History of the Margarita
Many have claimed to know the origins of Margarita. However the truth still remains unclear today.
The most known of all the historical claims behind the Margarita cocktail originates in 1948. A fabolous hostess and Dallas socialite, Margarita Sames, hosted a pool side Christmas party at her vacation home in Acapulco, Mexico. The party game of choice for Margarita was to get behind the bar and see what concoctions she could develop and let her party guests test and rate the results. That evening she mixed tequila with cointreau and lime juice. The result was a success among her guests and quickly traveled through the elite groups in Texas and soon to Hollywood under the name of Margarita.
There is also a story of showgirl named Majorie King, who had an allergy to alcohol. For some reason she could only drink tequila. In 1938 while visiting the Rancho Del Gloria Bar in Rosarita Beach, Mexico, Majorie asked one of the bartenders to mix her a cocktail with tequila. The bartender, Danny Herrera, poured tequila over shaved ice then added lemon and triple sec. He translated Majorie's name to Spanish and thus the name, Margarita.
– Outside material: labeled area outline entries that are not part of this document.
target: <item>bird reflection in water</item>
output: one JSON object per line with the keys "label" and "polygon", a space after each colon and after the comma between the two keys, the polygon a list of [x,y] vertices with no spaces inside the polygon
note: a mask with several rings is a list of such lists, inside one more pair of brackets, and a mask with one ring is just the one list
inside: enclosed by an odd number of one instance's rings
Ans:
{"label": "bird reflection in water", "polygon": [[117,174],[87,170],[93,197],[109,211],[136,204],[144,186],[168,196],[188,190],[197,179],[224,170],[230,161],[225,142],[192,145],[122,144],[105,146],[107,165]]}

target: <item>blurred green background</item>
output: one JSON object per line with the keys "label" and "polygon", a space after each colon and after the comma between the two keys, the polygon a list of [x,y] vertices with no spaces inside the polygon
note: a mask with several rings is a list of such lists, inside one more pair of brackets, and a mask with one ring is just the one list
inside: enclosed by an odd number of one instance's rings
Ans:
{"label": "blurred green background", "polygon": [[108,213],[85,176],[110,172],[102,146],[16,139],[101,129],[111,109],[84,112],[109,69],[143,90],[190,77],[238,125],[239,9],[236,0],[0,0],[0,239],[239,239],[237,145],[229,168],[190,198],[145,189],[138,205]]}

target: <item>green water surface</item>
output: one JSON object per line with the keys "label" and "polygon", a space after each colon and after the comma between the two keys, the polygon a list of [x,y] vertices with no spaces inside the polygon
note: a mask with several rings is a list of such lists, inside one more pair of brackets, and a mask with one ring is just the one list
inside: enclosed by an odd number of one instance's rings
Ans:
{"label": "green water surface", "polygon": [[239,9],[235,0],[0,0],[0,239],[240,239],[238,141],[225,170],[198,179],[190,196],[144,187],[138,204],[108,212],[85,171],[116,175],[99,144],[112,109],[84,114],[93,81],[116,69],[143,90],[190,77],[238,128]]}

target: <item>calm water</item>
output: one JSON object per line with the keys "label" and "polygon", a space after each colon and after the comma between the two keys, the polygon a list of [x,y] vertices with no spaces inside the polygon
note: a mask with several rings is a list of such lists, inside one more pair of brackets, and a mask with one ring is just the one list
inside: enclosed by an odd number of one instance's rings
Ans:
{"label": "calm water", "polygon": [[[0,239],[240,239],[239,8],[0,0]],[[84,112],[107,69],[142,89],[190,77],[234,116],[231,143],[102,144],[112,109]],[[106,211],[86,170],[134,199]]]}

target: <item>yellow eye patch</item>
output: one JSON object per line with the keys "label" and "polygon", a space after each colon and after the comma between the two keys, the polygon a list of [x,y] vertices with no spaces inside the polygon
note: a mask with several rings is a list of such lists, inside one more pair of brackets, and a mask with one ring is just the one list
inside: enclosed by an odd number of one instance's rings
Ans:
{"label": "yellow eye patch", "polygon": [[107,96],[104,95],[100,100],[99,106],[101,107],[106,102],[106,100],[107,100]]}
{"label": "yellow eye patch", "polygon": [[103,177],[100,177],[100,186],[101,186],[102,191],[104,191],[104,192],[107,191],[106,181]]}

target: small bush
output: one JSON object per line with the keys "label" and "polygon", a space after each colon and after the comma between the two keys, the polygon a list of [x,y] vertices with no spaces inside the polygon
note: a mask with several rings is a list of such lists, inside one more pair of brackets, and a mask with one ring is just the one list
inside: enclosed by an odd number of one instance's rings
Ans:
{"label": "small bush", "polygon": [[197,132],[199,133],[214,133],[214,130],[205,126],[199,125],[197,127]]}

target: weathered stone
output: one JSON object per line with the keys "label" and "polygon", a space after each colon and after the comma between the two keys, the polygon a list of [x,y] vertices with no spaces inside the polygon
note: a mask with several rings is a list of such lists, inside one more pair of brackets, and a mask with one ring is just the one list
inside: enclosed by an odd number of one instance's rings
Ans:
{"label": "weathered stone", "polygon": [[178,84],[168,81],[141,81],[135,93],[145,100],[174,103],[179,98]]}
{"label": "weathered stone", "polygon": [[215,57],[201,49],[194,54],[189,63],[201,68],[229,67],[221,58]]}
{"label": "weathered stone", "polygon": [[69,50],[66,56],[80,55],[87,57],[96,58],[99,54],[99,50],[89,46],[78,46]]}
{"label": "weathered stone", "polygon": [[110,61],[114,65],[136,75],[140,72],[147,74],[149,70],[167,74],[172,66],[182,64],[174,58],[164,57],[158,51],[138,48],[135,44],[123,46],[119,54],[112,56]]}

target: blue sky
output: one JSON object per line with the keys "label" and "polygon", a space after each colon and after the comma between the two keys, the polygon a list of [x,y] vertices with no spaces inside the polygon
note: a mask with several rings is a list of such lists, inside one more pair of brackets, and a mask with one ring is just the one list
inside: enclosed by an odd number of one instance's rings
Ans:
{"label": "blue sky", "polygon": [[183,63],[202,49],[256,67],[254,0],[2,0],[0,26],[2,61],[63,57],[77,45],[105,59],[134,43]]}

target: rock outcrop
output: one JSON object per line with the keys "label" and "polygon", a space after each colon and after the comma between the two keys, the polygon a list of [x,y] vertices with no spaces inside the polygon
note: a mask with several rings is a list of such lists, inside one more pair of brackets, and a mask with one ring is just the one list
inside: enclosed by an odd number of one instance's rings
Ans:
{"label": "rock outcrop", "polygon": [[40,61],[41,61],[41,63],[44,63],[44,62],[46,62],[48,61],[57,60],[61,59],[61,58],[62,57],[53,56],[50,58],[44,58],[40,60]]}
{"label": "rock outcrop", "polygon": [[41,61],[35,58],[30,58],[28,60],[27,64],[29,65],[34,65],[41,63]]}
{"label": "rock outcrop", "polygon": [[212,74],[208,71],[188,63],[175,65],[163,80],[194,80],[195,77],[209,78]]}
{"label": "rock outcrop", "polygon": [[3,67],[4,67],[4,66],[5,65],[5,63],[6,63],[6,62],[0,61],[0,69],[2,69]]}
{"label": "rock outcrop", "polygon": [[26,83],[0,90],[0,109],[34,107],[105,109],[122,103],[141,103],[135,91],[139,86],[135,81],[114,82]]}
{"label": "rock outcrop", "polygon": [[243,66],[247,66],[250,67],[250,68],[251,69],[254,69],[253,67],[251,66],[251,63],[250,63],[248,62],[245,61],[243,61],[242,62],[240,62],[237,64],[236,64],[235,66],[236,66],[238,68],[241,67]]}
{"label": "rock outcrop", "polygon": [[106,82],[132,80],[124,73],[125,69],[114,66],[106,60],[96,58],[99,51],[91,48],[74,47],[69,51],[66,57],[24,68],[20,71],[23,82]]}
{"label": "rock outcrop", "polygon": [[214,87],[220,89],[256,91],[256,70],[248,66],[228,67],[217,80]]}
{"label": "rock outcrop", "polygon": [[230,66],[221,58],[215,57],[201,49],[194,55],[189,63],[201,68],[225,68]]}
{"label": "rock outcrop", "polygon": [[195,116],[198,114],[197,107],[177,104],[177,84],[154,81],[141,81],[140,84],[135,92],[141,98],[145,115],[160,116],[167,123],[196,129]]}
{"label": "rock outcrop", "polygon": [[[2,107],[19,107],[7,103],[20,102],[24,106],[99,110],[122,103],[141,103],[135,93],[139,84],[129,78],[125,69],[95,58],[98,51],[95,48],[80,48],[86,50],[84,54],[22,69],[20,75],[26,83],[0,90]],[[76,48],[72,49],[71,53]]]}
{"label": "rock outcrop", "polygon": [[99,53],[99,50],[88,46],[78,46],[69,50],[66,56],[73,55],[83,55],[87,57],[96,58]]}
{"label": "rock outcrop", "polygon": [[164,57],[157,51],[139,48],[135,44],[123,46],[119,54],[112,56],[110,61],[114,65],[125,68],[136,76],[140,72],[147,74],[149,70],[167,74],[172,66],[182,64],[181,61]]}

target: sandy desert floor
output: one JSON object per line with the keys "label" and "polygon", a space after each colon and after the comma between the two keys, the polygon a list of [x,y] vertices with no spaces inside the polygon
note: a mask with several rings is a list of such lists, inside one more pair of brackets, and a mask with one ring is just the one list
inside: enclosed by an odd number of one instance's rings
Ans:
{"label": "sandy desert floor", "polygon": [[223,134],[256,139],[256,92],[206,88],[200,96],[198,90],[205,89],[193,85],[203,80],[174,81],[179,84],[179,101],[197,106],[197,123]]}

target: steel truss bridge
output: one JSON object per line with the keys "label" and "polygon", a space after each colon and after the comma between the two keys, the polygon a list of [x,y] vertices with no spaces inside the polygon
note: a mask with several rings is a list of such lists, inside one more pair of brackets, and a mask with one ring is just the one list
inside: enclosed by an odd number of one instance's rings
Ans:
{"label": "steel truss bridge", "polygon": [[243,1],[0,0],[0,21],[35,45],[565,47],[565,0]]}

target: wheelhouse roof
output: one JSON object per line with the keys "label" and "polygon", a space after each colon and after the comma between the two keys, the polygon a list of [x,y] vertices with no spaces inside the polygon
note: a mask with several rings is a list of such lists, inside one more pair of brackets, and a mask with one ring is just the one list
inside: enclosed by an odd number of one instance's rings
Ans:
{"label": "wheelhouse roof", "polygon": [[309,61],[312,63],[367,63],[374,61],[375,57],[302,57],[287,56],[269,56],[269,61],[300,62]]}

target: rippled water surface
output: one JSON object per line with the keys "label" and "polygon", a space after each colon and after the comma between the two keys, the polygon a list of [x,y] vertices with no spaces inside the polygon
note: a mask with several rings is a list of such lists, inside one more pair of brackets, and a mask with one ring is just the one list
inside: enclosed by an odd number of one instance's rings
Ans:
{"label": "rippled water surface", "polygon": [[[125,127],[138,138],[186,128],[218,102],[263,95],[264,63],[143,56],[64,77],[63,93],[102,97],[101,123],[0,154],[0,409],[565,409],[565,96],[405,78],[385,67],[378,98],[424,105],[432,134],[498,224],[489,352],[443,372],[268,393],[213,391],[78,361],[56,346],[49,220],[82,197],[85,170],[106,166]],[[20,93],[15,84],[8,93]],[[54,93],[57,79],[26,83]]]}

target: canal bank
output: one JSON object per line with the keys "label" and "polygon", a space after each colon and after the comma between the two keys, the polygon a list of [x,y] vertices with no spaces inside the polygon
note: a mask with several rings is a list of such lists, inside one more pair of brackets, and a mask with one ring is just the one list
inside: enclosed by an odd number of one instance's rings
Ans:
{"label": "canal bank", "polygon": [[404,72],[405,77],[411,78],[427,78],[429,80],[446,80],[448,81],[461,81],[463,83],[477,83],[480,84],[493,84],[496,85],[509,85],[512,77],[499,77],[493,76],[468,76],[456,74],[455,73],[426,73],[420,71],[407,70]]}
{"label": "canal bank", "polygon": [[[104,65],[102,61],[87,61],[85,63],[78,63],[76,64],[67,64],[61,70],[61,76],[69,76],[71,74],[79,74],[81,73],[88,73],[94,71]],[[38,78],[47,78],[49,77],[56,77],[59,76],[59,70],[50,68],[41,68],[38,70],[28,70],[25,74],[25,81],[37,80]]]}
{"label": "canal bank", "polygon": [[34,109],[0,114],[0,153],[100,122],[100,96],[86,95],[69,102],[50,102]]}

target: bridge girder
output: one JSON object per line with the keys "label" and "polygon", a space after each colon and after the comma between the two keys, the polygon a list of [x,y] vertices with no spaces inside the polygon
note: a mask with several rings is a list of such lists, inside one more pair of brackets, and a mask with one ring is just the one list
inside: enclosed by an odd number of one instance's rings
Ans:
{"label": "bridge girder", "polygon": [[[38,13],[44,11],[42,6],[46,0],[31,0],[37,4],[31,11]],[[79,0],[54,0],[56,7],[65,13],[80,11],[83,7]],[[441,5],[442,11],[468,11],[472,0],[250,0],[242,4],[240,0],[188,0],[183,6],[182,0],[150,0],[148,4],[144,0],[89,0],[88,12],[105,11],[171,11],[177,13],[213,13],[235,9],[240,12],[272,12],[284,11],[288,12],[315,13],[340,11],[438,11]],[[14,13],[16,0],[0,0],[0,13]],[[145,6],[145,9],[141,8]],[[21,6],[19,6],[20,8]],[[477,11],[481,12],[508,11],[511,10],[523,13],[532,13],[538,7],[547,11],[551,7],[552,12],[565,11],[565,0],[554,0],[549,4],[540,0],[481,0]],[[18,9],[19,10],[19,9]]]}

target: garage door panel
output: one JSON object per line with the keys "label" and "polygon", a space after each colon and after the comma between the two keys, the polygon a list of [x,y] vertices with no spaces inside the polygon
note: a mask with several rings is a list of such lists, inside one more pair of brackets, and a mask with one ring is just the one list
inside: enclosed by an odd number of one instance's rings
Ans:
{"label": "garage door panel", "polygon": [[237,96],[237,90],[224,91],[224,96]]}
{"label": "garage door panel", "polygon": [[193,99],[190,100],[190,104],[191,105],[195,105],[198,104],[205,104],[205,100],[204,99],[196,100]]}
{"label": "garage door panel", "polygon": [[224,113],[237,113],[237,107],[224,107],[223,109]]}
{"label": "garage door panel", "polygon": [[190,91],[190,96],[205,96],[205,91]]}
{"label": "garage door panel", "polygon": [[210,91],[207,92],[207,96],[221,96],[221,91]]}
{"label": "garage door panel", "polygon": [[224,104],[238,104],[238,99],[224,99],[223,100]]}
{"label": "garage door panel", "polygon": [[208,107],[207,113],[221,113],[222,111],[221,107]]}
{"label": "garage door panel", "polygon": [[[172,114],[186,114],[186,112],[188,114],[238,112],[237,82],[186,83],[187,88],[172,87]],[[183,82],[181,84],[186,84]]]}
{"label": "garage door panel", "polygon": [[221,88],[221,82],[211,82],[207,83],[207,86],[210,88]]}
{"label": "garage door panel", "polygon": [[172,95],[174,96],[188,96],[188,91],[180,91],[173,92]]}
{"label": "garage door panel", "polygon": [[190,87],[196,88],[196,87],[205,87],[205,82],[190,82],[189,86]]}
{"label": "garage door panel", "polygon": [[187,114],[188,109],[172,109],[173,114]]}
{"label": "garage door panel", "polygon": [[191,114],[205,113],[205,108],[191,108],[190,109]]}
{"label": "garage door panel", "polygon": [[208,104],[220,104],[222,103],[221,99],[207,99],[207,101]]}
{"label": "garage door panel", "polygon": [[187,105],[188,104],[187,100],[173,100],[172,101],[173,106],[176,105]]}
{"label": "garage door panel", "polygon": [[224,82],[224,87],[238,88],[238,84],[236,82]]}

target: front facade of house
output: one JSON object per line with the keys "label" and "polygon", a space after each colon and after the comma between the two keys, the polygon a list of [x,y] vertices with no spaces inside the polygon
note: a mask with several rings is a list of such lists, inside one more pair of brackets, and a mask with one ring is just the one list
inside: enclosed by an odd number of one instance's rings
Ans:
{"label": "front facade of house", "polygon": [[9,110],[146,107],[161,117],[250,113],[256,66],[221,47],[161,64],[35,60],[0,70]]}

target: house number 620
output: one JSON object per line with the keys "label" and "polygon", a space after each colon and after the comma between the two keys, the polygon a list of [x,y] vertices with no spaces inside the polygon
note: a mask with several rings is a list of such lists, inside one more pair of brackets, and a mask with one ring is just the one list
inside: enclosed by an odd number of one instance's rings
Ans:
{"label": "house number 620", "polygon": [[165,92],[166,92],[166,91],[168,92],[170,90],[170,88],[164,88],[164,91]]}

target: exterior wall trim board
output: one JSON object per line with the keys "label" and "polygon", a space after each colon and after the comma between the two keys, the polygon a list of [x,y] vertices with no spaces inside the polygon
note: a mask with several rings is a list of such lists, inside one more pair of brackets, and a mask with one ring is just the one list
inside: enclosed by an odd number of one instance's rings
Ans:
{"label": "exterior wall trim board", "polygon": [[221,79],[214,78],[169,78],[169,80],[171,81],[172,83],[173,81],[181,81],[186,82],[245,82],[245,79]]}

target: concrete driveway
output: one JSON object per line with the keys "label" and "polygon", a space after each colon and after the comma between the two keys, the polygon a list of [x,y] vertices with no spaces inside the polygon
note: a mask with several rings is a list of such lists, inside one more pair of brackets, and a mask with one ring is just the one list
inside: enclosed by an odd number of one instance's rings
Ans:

Next in line of Margarita history comes from Tommy's Place in Juarez, Mexico. Pancho Morales was working at the bar in 1942, when a lady came up to him and ordered a "Magnolia." Morales could not remember any of the ingredients to the drink except cointreau. After mixing tequila, he named the new concoction after the flower, daisy. Take a guess as to what the Spanish traslation of daisy is.
Margarita has developed into one of the most popular cocktails today and has been modified in many different ways over the century. Many mexican restaurants were established all over the world and Margarita was served there. At home consumers came to enjoy the easy-mixing Margaritas with the Margarita mixes.
Most Tequila is produced in Mexico with Blue Agave plant (century plant). According to the Mexican law, tequila must contain 51 percent of Blue Agave. Most Blue Agave plants that are used for tequila are produced in the State of Jalisco. Besides Jalisco, there are four other States in Mexico where they produce the plans for the purpose of producing tequila: Michoacan, Nayarit, Tamaulipas and Guanajuato. There are 100 percent Agave tequila sold in the United States, which must be inspected by the government before it's shipped. Distillers use sugar plants to blend tequila but it must not exceed more than 49 percent of the bottle. Blended tequilas do not have to be produced in Mexico. There are three major categories in tequila: Gold Tequila, Tequila Anejo and White Tequila. Both Gold Tequila and Tequila Anejo is usually aged in white oak casks.